Feiten en mythes in de behandeling van ptss
Het misverstand: hoewel is aangetoond dat exposure aan traumatische herinneringen een effectieve behandeling is voor patiënten met een ptss, wordt deze behandeling door veel therapeuten niet of slechts ten dele uitgevoerd of wordt deze uitgesteld. In een onderzoek onder therapeuten in de vs bleek een minderheid (20%) exposurebehandeling bij patiënten met ptss toe te passen. Een van de belangrijkste redenen om geen exposure toe te passen was de angst dat patiënten zouden 'decompenseren'. De patiënt zou door de confrontatie met het trauma overspoeld raken door intrusies en er daardoor uiteindelijk nog slechter aan toe zijn. Een 'traumatoedekkende therapie' zou dan beter zijn.

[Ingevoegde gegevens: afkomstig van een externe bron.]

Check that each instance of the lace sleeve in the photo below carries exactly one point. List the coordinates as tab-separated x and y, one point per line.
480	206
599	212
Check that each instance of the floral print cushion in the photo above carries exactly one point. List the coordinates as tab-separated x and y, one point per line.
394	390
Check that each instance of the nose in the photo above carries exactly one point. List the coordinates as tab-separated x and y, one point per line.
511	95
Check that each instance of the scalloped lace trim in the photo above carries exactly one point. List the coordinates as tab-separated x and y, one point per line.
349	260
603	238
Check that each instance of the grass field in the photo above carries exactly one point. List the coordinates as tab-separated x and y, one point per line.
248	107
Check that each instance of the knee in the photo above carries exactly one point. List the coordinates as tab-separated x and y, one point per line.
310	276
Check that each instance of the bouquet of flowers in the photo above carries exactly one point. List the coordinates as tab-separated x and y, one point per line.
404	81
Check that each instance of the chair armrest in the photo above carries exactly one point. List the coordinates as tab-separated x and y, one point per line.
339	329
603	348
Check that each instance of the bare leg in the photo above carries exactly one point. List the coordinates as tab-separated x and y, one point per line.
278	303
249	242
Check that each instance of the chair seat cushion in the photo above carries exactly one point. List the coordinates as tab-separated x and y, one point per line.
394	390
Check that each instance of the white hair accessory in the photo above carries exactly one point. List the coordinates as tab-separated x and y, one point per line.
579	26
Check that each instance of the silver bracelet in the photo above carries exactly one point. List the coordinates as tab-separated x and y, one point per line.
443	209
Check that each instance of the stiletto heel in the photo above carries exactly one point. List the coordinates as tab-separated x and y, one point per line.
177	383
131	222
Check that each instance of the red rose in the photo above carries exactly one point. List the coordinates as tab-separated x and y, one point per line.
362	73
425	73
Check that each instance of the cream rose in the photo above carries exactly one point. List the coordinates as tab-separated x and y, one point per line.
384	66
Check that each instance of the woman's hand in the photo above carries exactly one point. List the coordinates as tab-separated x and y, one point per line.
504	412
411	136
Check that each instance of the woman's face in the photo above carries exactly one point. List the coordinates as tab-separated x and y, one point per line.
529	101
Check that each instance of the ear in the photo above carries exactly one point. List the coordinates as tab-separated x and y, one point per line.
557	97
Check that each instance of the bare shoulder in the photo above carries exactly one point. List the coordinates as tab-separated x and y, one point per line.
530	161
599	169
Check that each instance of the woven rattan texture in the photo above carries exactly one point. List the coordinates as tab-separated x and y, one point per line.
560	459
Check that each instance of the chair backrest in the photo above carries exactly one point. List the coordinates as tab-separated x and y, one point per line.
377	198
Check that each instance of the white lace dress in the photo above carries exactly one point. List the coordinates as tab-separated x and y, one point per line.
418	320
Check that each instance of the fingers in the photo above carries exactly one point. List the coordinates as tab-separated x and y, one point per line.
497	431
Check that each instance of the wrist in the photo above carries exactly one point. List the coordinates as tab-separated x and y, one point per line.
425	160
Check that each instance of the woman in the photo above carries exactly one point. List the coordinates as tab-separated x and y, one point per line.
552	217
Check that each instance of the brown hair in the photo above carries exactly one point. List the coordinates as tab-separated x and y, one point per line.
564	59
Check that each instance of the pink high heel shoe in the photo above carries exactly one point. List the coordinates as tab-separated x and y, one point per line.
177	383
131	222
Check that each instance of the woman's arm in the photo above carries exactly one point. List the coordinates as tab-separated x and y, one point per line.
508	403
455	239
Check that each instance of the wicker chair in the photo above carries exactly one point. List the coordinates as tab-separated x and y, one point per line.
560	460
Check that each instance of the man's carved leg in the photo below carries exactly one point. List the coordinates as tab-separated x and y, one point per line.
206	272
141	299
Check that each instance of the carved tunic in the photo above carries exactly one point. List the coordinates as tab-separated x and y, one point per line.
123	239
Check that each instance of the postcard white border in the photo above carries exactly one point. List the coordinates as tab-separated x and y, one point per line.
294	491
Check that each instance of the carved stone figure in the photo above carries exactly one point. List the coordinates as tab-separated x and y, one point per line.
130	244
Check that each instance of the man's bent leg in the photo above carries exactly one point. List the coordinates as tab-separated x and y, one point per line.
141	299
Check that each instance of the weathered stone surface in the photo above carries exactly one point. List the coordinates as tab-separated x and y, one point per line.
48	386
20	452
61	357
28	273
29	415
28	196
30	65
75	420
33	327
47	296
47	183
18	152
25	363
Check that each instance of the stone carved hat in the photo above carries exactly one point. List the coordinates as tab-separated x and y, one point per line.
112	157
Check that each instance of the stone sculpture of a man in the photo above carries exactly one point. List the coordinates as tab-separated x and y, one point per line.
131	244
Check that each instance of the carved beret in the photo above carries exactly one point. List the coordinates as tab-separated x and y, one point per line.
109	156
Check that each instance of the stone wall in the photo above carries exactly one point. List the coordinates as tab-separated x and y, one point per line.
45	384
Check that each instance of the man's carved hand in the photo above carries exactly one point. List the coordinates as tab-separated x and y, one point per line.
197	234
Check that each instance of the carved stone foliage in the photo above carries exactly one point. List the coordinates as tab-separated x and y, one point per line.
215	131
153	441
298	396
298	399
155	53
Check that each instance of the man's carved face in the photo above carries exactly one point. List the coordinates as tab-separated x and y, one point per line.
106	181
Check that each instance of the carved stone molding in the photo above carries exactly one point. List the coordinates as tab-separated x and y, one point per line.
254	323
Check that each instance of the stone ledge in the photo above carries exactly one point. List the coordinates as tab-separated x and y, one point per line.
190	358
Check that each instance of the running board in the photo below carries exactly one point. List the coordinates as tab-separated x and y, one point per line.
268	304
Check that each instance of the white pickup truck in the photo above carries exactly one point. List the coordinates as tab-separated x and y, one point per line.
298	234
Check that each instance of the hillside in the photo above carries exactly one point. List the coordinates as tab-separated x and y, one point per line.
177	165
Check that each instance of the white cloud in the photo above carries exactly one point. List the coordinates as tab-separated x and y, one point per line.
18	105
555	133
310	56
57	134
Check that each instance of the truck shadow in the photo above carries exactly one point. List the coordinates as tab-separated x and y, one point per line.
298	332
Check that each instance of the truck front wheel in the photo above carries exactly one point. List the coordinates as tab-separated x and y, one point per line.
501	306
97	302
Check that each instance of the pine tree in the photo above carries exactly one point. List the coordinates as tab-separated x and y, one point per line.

De feiten: uit onderzoek blijkt dat de meeste patiënten met ptss vanaf de eerste exposuresessie een lineaire afname laten zien van het aantal intrusies, er geen relevante verschillen zijn met andere behandelingen (bijvoorbeeld cognitieve therapie), patiënten tijdens een exposurebehandeling niet achteruitgaan en dat exposurebehandeling goed toepasbaar is bij patiënten met ptss en veel comorbiditeit.